Swiss theoretical chemist and quantum chemist

Martin Schütz (14 November 1963 – 25 February 2018) was a Swiss theoretical chemist and quantum chemist.

== Life ==
Martin Schütz was born at Burgdorf (BE) in Middle Switzerland, the son of Jakob and Sylvia Schütz.

His first year of university level education was spent studying Electrical Engineering at Zürich's ETH (Technology Institute) during 1983/84. He then switched to the University of Bern where he studied Physical Chemistry between 1984 and 1989, receiving his first degree on 25 May 1989 in exchange for a dissertation entitled "Laser spectroscopy and Monte Carlo simulations of molecular solvent clusters". He stayed on at Bern undertaking research for his doctorate which he received on 13 May 1993. This time his work was concerned with investigating "vibronic effects in hydrate clusters": the resulting dissertation was entitled "Structures and Vibrations of Hydrate clusters with aromatic Chromophores". Schütz's work was supervised by Prof. Samuel Leutwyler, both in respect of the dissertation with which he completed his first degree course and for his doctorate. There was still much about his doctoral work that remained experimental, and his next research priority involved a focus on the underlying theory.

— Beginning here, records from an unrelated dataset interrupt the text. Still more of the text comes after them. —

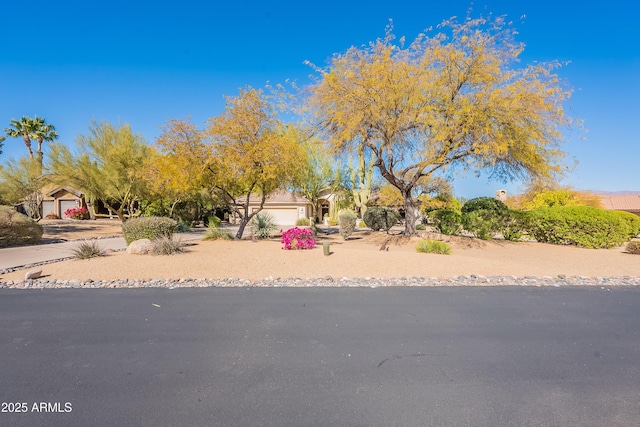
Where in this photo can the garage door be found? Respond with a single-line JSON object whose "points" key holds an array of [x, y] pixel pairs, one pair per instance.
{"points": [[67, 204], [48, 207], [284, 216]]}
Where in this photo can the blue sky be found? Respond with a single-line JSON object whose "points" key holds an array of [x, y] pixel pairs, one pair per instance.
{"points": [[144, 62]]}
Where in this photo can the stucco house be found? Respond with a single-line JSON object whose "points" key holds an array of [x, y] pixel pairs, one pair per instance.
{"points": [[56, 200], [628, 203], [287, 207]]}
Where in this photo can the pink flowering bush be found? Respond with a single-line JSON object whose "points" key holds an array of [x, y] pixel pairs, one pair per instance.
{"points": [[298, 238], [77, 213]]}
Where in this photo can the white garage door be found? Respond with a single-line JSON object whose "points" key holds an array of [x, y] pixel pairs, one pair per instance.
{"points": [[48, 207], [67, 204], [284, 216]]}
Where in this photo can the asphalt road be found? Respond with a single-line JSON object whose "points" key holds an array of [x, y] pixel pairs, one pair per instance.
{"points": [[321, 357]]}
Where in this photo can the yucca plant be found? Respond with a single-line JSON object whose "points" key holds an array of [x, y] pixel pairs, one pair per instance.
{"points": [[88, 249], [263, 225]]}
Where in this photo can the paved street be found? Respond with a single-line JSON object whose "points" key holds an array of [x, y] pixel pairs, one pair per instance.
{"points": [[321, 357]]}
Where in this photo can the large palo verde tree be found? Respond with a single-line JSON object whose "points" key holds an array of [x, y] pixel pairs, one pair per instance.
{"points": [[456, 99]]}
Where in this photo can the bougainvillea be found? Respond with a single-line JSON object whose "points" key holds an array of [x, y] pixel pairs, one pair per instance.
{"points": [[77, 213], [298, 238]]}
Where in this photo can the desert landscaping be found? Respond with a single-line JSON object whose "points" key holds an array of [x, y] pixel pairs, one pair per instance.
{"points": [[359, 257]]}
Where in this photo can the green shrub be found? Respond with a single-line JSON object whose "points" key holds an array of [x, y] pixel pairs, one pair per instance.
{"points": [[484, 203], [513, 224], [347, 222], [447, 221], [433, 247], [263, 225], [213, 221], [149, 227], [166, 246], [481, 223], [380, 218], [582, 226], [303, 222], [633, 247], [632, 221], [215, 233], [87, 249], [17, 229]]}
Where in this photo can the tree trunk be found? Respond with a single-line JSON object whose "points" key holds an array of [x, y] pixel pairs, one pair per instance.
{"points": [[410, 214]]}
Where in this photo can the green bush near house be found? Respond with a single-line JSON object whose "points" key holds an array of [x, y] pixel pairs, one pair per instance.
{"points": [[583, 226], [347, 222], [380, 218], [447, 221], [433, 247], [17, 229], [633, 247], [303, 222], [263, 225], [151, 227]]}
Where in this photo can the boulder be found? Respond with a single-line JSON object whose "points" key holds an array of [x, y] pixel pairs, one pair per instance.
{"points": [[140, 247]]}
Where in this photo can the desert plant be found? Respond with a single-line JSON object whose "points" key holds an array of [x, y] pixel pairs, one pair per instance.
{"points": [[481, 223], [263, 225], [447, 221], [150, 227], [347, 221], [513, 224], [380, 218], [298, 238], [303, 222], [433, 247], [633, 247], [582, 226], [17, 229], [182, 227], [215, 233], [87, 249], [484, 203], [166, 246]]}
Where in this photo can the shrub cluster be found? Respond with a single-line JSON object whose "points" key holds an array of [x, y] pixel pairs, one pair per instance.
{"points": [[298, 238], [380, 218], [633, 247], [433, 247], [263, 225], [150, 227], [347, 220], [215, 233], [17, 229], [582, 226]]}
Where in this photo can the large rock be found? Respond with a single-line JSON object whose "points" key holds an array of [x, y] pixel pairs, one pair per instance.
{"points": [[140, 247]]}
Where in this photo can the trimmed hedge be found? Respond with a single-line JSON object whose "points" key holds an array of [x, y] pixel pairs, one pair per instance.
{"points": [[380, 218], [17, 229], [148, 227], [582, 226]]}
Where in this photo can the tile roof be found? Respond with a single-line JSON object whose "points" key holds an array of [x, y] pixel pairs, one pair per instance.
{"points": [[277, 197], [630, 203]]}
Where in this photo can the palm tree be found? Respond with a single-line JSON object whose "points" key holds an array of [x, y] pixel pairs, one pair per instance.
{"points": [[36, 128]]}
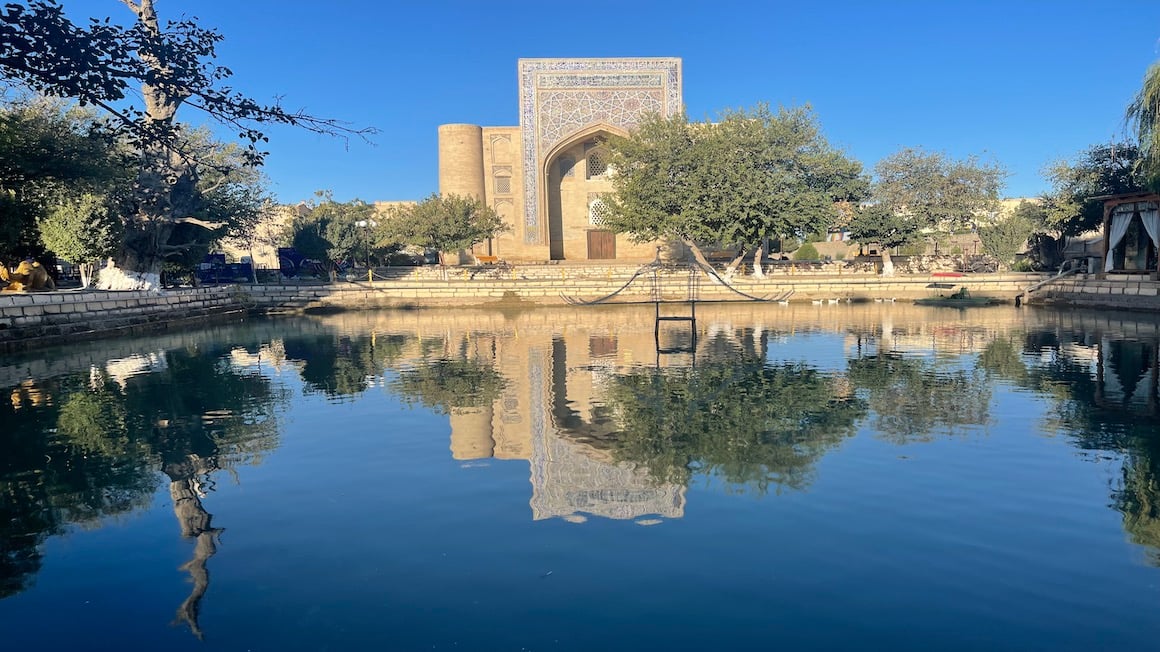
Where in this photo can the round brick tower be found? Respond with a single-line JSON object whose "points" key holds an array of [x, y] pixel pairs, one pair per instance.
{"points": [[461, 160]]}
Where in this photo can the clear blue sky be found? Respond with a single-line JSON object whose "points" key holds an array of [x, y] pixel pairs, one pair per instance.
{"points": [[1021, 82]]}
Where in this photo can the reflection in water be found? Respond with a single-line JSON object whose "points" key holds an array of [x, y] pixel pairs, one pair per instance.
{"points": [[87, 446], [608, 427]]}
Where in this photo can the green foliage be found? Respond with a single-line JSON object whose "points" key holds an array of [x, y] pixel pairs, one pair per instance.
{"points": [[50, 153], [738, 418], [330, 231], [806, 252], [1007, 236], [879, 224], [173, 62], [912, 397], [96, 422], [98, 63], [442, 223], [754, 173], [1144, 116], [1100, 169], [447, 384], [81, 229], [930, 190]]}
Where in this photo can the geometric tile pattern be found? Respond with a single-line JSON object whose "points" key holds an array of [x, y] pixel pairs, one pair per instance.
{"points": [[559, 98]]}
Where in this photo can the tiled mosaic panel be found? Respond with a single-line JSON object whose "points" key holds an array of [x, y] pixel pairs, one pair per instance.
{"points": [[560, 96], [572, 110]]}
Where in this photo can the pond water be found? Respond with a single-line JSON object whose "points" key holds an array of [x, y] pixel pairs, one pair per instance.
{"points": [[799, 477]]}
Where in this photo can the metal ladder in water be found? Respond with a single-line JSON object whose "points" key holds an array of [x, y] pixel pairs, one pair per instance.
{"points": [[691, 295]]}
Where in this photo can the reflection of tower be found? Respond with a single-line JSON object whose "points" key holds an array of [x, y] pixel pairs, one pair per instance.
{"points": [[471, 433], [548, 408]]}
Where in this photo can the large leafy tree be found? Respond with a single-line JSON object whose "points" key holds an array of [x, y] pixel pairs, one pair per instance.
{"points": [[50, 152], [1144, 116], [1006, 236], [174, 66], [752, 174], [1101, 169], [81, 229], [332, 231], [916, 193], [443, 223]]}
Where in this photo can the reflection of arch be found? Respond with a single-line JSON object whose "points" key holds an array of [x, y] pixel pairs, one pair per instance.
{"points": [[550, 201]]}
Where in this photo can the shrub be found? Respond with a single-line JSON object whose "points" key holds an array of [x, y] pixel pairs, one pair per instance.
{"points": [[806, 252]]}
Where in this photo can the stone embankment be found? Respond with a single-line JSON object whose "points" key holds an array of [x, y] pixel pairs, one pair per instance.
{"points": [[1136, 291], [30, 320], [41, 319]]}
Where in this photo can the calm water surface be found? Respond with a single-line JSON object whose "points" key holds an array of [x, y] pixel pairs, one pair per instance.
{"points": [[804, 478]]}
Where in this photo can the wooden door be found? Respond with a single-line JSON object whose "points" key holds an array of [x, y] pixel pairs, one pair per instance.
{"points": [[601, 245]]}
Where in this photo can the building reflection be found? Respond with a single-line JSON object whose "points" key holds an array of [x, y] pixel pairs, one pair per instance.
{"points": [[548, 405], [549, 386]]}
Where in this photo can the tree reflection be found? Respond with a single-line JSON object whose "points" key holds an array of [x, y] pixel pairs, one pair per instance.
{"points": [[748, 422], [341, 366], [89, 447], [446, 384], [913, 399], [1111, 407]]}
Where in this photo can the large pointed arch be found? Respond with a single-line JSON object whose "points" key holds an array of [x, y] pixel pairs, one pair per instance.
{"points": [[593, 131]]}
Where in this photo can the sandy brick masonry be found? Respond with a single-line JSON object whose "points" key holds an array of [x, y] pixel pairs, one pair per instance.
{"points": [[41, 319], [46, 318], [1116, 291]]}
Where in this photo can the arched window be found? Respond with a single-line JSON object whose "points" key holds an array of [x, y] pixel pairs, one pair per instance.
{"points": [[567, 164], [596, 165], [504, 181], [597, 210]]}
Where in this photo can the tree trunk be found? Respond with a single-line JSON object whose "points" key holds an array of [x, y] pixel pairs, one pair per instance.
{"points": [[698, 256], [731, 268], [166, 183], [887, 266]]}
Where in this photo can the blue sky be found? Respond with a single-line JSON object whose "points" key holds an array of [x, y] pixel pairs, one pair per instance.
{"points": [[1020, 82]]}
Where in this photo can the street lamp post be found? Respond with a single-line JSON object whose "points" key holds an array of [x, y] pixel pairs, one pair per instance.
{"points": [[367, 225]]}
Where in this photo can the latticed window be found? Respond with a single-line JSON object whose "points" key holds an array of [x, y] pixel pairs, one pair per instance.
{"points": [[597, 210], [596, 165], [566, 166]]}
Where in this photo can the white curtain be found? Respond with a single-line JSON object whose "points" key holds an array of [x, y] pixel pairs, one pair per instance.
{"points": [[1119, 222], [1151, 218]]}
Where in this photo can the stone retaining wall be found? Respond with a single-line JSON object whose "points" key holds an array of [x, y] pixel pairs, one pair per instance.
{"points": [[1115, 291], [45, 318], [458, 290], [38, 319]]}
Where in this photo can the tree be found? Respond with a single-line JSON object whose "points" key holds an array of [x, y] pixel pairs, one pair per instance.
{"points": [[330, 231], [443, 223], [1005, 237], [50, 151], [1101, 169], [1144, 115], [916, 192], [174, 66], [751, 175], [81, 230]]}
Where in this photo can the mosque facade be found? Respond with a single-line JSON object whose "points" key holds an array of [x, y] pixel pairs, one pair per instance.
{"points": [[546, 176]]}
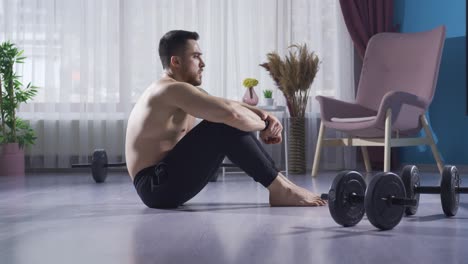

Schütz now returned to the Technology Institute at Zürich where he spent the year 1993/94 in a supportive role at the Interdisciplinary Project Centre for Super Computers. In 1994 he accepted an opportunity to move to Sweden where he joined the group working with Björn Roos at Lund University, just outside Malmö in the extreme south of the country. He remained at Lund with a post-doctoral fellowship for three years, working on the development of integral-direct correlation methodologies. In 1996 Schütz and his fellow researcher Roland Lindh received the SUP’Prize at the SUP'EUR 96 "computing in science" event at Kraków in recognition of the work. He moved closer to home in 1997 when he joined the group working with Hans-Joachim Werner at Stuttgart. It was at Stuttgart that on 15 February 2001 Schütz received his habilitation (higher post-graduate degree) for work on "Electron Correlation in Large Molecular Systems: From Integral-Direct to Linear Scaling Local Correlation Methods", following which he accepted a lectureship at the university.

In 2004 Schütz was appointed to a full professorship in Theoretical Chemistry at the University of Regensburg. He moved on again in 2016, accepting the professorship in Theoretical Chemistry at the Humboldt University of Berlin which became vacant through the retirement of Professor Emeritus Joachim Sauer.

Martin Schütz was only 54 when he died from illness, surrounded by his family, on 25 February 2018.

== Works ==
The principal focus of Schütz's research was on "ab initio calculations" of the electronic structures of extended molecules (local correlation methods), excited electronic states, and intermolecular forces. During his time at Stuttgart he successfully developed correlation methods scaled in a linear sequence according to molecule size, building on work undertaken by Peter Pulay during the 1980s. The work that Schütz undertook during the first couple of years of the third millennium invokes Post–Hartree–Fock methodologies, applying coupled cluster techniques, and extending to molecules with triple substitutions. Previously they had been limited to small molecules because of the absence of scalability of the methods conditioned by cononinical (and therefore not localised) orthogonal molecular orbital bases.